For most runners, the question of how long their long run should be isn’t about trying to find the upper limit. The goal is more about trying to figure out the bare minimum they can do while still being able to hit their goal distance on race day.
Rarely does the average runner have more than three hours to spend slogging through long miles most weekend days, thanks to other non-running obligations. Without all of the other factors in place around training — getting enough sleep, eating enough, spending time on mobility, taking time for recovery — that the pros have access to, recovering from long runs can be nearly impossible.
Even in the most elite runners, long runs and races temporarily depress the immune system and other normal bodily functions, making high mileage weeks tricky to navigate.
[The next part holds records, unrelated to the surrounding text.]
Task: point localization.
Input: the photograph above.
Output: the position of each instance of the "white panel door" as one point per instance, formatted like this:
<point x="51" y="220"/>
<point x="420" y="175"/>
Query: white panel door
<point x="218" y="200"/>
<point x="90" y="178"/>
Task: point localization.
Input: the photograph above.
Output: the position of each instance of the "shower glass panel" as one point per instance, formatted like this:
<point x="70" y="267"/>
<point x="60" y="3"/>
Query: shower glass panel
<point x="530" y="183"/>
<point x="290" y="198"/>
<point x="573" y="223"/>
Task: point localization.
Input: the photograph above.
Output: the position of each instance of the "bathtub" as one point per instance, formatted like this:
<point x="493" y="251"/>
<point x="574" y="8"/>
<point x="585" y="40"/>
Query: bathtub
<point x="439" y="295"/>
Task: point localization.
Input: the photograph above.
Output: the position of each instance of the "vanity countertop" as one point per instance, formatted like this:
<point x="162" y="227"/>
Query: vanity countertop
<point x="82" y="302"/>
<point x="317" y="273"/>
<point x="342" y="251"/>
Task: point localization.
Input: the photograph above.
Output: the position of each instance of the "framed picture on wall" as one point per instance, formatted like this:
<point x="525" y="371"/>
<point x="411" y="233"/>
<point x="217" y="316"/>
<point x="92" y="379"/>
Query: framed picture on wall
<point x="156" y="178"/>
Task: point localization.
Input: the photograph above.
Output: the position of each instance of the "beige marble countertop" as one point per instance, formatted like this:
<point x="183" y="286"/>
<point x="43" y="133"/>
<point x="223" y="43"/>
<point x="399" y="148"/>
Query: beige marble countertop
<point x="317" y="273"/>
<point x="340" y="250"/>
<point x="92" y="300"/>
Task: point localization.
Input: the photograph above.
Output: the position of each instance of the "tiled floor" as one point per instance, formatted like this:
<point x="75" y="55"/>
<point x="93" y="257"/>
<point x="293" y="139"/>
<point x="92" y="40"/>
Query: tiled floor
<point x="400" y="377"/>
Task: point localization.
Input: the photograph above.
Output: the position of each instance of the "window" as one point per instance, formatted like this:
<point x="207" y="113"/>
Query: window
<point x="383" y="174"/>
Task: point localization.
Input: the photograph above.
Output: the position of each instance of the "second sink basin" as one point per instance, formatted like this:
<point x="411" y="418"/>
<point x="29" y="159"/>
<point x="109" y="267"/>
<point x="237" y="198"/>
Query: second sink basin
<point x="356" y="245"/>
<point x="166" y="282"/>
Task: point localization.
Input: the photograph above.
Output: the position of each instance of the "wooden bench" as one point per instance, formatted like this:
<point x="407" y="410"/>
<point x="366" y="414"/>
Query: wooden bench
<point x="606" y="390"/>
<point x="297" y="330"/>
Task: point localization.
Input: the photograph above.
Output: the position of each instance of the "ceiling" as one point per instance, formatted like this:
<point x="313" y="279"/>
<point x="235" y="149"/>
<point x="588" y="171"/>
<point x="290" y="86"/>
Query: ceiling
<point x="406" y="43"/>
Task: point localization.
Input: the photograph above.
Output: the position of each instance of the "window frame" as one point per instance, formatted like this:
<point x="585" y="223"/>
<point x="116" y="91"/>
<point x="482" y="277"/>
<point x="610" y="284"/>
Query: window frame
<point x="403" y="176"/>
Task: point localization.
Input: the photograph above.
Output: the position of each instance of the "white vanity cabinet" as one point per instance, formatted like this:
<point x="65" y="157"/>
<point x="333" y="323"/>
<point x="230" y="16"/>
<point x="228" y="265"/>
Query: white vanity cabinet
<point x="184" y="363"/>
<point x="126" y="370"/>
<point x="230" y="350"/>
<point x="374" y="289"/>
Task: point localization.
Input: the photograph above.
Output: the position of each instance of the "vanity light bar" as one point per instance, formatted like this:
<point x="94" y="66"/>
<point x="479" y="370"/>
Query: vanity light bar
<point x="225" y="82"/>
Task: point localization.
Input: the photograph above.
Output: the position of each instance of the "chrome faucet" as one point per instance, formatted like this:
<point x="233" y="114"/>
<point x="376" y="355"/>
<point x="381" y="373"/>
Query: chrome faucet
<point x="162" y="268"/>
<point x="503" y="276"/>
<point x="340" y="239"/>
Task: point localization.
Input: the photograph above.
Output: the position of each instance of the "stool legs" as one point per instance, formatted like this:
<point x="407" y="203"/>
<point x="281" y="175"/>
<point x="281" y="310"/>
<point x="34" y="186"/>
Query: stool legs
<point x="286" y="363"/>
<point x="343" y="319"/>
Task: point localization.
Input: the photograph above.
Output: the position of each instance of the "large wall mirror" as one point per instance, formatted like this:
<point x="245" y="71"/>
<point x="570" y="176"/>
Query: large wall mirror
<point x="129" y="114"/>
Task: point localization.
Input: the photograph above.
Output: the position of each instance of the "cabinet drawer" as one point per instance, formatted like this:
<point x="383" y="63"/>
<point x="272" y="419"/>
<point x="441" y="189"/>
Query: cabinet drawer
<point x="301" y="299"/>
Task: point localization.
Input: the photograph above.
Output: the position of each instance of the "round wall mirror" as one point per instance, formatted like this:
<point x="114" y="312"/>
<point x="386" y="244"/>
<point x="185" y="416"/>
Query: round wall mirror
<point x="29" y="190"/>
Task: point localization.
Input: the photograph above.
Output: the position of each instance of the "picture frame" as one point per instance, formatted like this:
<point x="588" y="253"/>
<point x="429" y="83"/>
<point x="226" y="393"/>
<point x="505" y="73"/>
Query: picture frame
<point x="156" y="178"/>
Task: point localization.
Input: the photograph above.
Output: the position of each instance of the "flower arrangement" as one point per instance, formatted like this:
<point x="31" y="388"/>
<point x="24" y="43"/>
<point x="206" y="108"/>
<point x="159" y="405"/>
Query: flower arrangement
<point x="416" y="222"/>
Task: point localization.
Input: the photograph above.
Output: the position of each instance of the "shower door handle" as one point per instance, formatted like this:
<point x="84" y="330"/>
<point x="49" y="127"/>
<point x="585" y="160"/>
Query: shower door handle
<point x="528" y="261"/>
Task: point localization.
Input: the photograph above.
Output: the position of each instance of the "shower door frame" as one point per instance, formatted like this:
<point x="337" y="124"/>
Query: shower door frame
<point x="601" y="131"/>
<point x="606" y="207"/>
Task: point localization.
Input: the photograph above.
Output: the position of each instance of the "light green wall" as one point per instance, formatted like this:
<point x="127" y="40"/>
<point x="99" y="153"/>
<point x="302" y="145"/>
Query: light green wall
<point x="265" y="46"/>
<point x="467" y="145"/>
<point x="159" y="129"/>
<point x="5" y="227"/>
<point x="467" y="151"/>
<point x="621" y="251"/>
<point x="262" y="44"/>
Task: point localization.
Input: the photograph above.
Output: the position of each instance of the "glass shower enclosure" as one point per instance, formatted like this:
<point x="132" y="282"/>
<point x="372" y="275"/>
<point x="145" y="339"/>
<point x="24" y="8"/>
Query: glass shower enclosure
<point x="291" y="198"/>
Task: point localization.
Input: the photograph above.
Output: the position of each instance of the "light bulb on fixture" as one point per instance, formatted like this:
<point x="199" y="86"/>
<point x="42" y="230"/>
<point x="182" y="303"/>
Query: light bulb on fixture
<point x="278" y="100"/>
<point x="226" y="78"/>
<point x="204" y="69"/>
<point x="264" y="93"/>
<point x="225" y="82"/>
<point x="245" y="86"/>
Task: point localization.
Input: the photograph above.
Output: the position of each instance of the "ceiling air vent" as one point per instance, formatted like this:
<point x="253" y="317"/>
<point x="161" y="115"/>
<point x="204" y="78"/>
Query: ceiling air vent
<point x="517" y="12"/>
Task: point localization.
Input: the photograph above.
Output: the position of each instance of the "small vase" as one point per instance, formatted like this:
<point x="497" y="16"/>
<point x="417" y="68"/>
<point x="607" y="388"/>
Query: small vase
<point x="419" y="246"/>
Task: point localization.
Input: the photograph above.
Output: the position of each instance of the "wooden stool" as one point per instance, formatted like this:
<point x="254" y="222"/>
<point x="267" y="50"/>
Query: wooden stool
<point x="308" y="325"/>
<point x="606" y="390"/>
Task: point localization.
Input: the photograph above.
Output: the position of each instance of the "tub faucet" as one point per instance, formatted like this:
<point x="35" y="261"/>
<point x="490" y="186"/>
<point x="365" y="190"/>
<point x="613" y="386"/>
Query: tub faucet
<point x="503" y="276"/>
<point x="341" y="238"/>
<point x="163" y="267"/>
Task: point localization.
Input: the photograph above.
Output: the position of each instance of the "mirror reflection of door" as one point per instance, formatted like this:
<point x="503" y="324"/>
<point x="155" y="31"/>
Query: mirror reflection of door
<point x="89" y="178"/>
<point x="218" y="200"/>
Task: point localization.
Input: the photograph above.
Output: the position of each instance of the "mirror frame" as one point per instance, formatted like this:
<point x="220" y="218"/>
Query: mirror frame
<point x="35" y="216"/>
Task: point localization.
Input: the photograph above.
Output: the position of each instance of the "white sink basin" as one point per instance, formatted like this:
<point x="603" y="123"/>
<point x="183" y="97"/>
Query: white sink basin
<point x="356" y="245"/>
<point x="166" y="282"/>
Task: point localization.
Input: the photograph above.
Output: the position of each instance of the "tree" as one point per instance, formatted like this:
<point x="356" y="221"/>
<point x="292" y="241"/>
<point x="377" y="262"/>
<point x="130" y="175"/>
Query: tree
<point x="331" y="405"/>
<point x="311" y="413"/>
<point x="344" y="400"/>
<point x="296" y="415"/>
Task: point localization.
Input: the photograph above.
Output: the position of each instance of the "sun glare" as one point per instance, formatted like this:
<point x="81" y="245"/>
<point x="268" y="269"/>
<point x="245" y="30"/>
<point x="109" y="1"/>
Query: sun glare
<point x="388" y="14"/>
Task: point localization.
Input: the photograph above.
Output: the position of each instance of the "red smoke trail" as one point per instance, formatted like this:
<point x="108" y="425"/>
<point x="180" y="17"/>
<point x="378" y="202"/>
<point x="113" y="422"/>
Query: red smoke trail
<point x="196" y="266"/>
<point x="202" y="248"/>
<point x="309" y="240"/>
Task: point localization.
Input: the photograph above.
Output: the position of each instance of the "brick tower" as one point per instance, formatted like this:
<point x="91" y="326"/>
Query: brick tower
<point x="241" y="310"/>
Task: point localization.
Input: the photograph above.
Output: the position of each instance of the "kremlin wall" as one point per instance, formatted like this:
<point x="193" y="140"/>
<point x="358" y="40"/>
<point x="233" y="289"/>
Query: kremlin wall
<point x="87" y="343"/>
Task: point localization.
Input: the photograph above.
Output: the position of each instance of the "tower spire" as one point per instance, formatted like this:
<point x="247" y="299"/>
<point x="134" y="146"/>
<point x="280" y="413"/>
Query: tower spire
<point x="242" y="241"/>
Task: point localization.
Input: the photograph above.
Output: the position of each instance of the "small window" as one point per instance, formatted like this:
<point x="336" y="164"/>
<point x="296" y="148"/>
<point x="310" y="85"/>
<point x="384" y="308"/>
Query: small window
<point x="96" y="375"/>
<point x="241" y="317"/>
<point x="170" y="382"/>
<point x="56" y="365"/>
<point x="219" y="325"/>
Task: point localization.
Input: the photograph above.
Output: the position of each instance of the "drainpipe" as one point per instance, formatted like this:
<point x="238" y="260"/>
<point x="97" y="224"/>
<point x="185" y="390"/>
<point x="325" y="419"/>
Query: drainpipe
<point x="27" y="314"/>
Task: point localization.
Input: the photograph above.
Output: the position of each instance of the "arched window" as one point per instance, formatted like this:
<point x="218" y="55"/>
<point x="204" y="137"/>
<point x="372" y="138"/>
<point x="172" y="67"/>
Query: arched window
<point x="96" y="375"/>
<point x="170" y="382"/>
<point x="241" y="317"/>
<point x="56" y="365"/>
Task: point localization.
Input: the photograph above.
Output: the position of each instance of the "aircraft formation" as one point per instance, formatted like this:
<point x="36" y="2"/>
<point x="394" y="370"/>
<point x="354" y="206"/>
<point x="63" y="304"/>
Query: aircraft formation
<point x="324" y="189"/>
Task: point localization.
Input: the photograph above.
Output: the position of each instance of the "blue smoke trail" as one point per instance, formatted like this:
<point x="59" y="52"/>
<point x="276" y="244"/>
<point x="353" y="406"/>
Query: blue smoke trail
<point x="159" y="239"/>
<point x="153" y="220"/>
The general rule of thumb for runners is your long run should only make up 20–30% of your weekly mileage. So, for example, if your long run is 30 miles, you shouldn’t be running more than 100 miles per week, which isn’t actually a very helpful gauge since very few people run that much. Because of this, most marathon plans top out at around 16 miles, since that can mean a 50-mile total training week — much more doable for the average runner, though still a high volume of running.
This rule doesn’t offer a lot of insight into exactly how long a long run should be, but you can use it in two ways by revisiting some of those high school math class word problems you used to hate:
This rule can be a good starting point for planning the rest of your week around your long run to avoid overtraining. If you’re running 12 miles on Saturdays, your mileage shouldn’t go over 40 miles total for the remainder of the week, since 30% of 40 miles is 12 miles.
Another option is to use this formula to reverse engineer your current week to find a good starting point for your long run. If you’re currently running 5 miles six times per week for a total of 30 miles, you can do the math to see your long run should be between 6 miles (20% of weekly volume) and 10 miles (30% of weekly volume).
MILEAGE ISN’T THE ONLY FACTOR
Remember your long run will only benefit you if you do it correctly. That means slowly building up to your long run, rather than jumping from 4 to 10 miles in a single session. It also means fueling your run adequately: If you’re out for more than an hour, you need to bring some form of fuel and plan for hydration. This means carrying a bottle, wearing a pack or donning a belt with bottles attached. Start making this a practice as soon as your runs tip into the 60+ minute category to train your body to better absorb fuel. Don’t wait until you ‘feel fast enough to need it.’ Don’t forget, fueling is about time spent running, not miles. When you get started, your 7-mile run may take 90-minutes and require you to fuel during it. In a year, that same 7 miles might be over in 50 minutes, meaning you can leave the bottle at home.
To add more miles to your long run when you’re relatively new to running, consider walking before and after your longest run to add a couple of miles without adding much stress on your body. This is a great way to practice being out for long periods of time on your feet and continuing to fuel adequately. This is important if you’re prepping for a long race like a marathon but want to lower the overall impact of training stress on your body.
THE BOTTOM LINE
Long runs have a certain glamour and allure to them: They feel epic, tough and can make you feel like a ‘real runner.’ Just make sure you’re approaching them with caution and easing in — there’s no definitive right or wrong number of miles that constitutes a long run.